Mather v. Western Air Lines, Inc.

59 F.R.D. 535 | C.D. Cal. | 1973

MEMORANDUM OF DECISION AND ORDER

WILLIAM P. GRAY, District Judge.

The plaintiff, a stewardess employed by Western Air Lines, Inc. until January 17,1968, was terminated on that date because of pregnancy. Such was the policy of Western until April 1970 when it entered into a conciliation agreement with the union representing the stewardesses. The agreement provided for maternity leave and reinstatement for flight attendants. This rehire policy was effective retroactively beginning January 1, 1969. On September 9, 1970, the plaintiff applied to be rehired and was refused. She now brings this action, under the Civil Rights Act of 1964, alleging unlawful employment discrimination because of her sex (42 U.S.C. § 2000 e-2(a)(1)).

The plaintiff seeks to prosecute this case as a class action on behalf of all flight hostesses terminated by Western because of pregnancy from July 2, 1965 (the effective date of the statute) to December 31, 1968 (the eve of the effective date of the above-mentioned policy change). It appears that there are twenty-three members of this proposed class (including the plaintiff but not including three individuals that have been rehired by Western) located throughout the United States.

Section 2000e-5(d) requires that, as a condition precedent to bringing an action charging discriminatory employment practices, the aggrieved person must file a charge with the Equal Employment Opportunities Commission within ninety days following the occurrence of the activity complained of, in order that the Commission might have an opportunity to obtain the elimination of such practice through persuasion. The plaintiff filed a timely charge with the Commission; the other members of the proposed class (or most of them) did not.

It seems apparent that the members of the proposed class that failed to file timely charges with the Commission would not have standing to bring and prosecute their own actions in a United States District Court. The question arises as to whether or not a class action may be used to recreate and provide remedies for people that otherwise had permanently lost them through their own inaction.

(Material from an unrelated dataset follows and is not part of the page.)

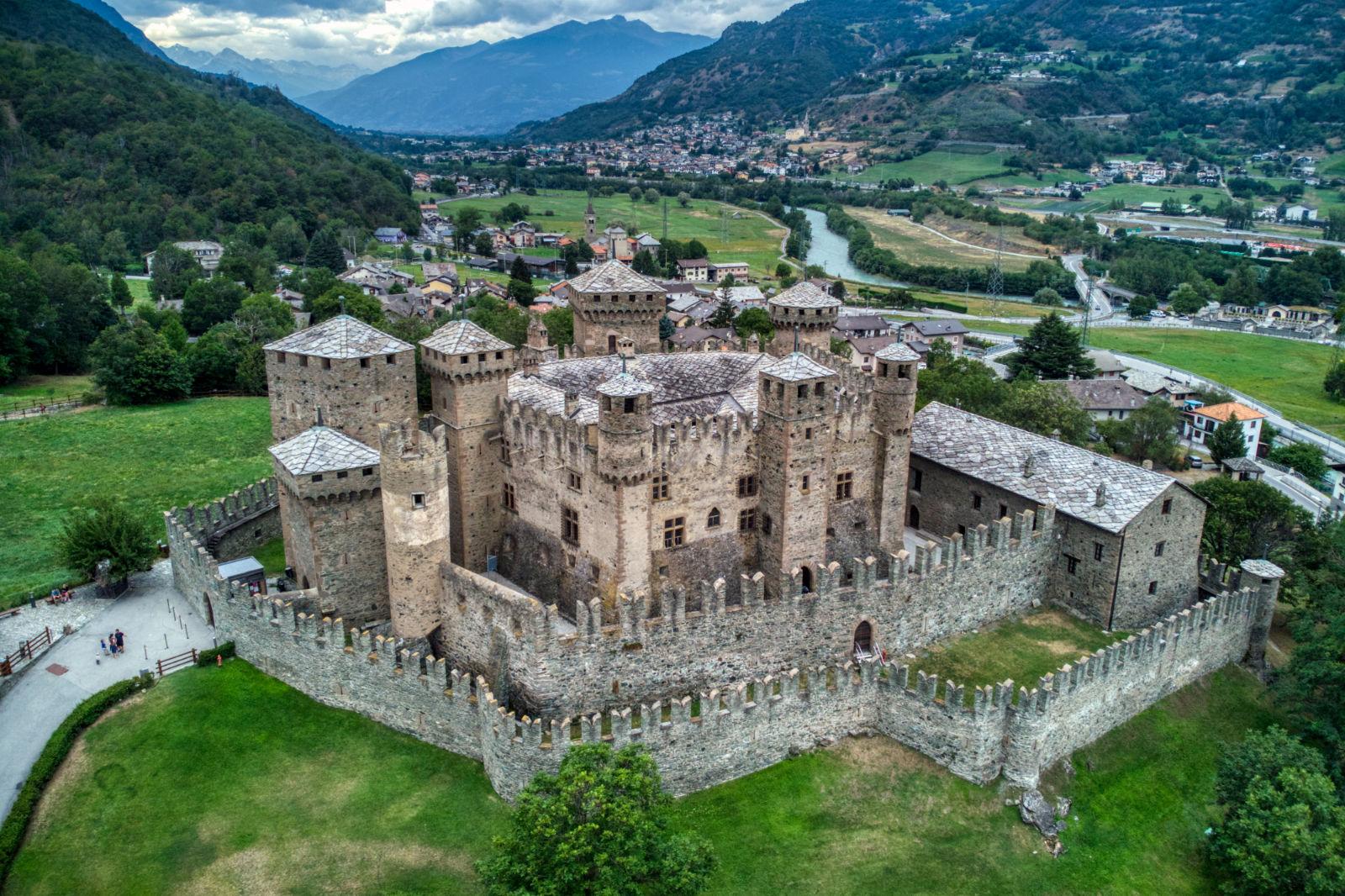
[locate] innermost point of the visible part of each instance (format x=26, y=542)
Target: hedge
x=45, y=768
x=208, y=656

This court is mindful of decisions to the effect that if the plaintiff in a class action files a timely EEOC charge, it is not necessary for all of the other proposed class members similarly situated to file similar charges. Bowe v. Colgate Palmolive Co., 416 F.2d 711 (7th Cir. 1969); Oatis v. Crown Zellerbach Corp., 398 F.2d 496 (5th Cir. 1968). Those decisions referred to the purpose of requiring the EEOC charge, namely to provide notice to the accused and an opportunity for a conciliatory solution. “It would be wasteful, if not in vain, for numerous employees, all with the same grievance, to have to process many identical complaints with the EEOC.” Oatis, supra, at 498.

However, those cases dealt with continuing violations of rights of current employees of the defendants. At the time the charge was filed upon which the subsequent action ■ was based, each of the proposed class members still could have filed a charge on his own behalf.

Unlike the situation in Bowe and Oatis, at the time the named plaintiff made her charge, the proposed members of the class here concerned could no longer file timely charges of their own, because the ninety-day period had expired.

The reasons for such failure to act are presumably varied. Some of the individuals may not have been interested in *537further employment; others may have inadvertently slept on their rights. But in any event, they had lost the opportunity to sue the defendant under the statute (42 U.S.C. § 2000e-5(d)). With the passage of time, the defendant may reasonably have concluded that its potential liability to these former stewardesses had terminated. To resurrect numerous causes of action at the expense of the integrity of time limitations would foster an open-ended liability not anticipated by the defendant or provided for by the language of the statute.

As is indicated above, it is the understanding of the court that the number of former stewardesses that could have filed timely EEOC charges at the time the plaintiff did so is insufficient to justify a class action. Pursuant to such understanding, the plaintiff’s motion for the designation of a class is denied. If the plaintiff believes the above expressed assumption to be incorrect, the court would be willing to reconsider the subject motion.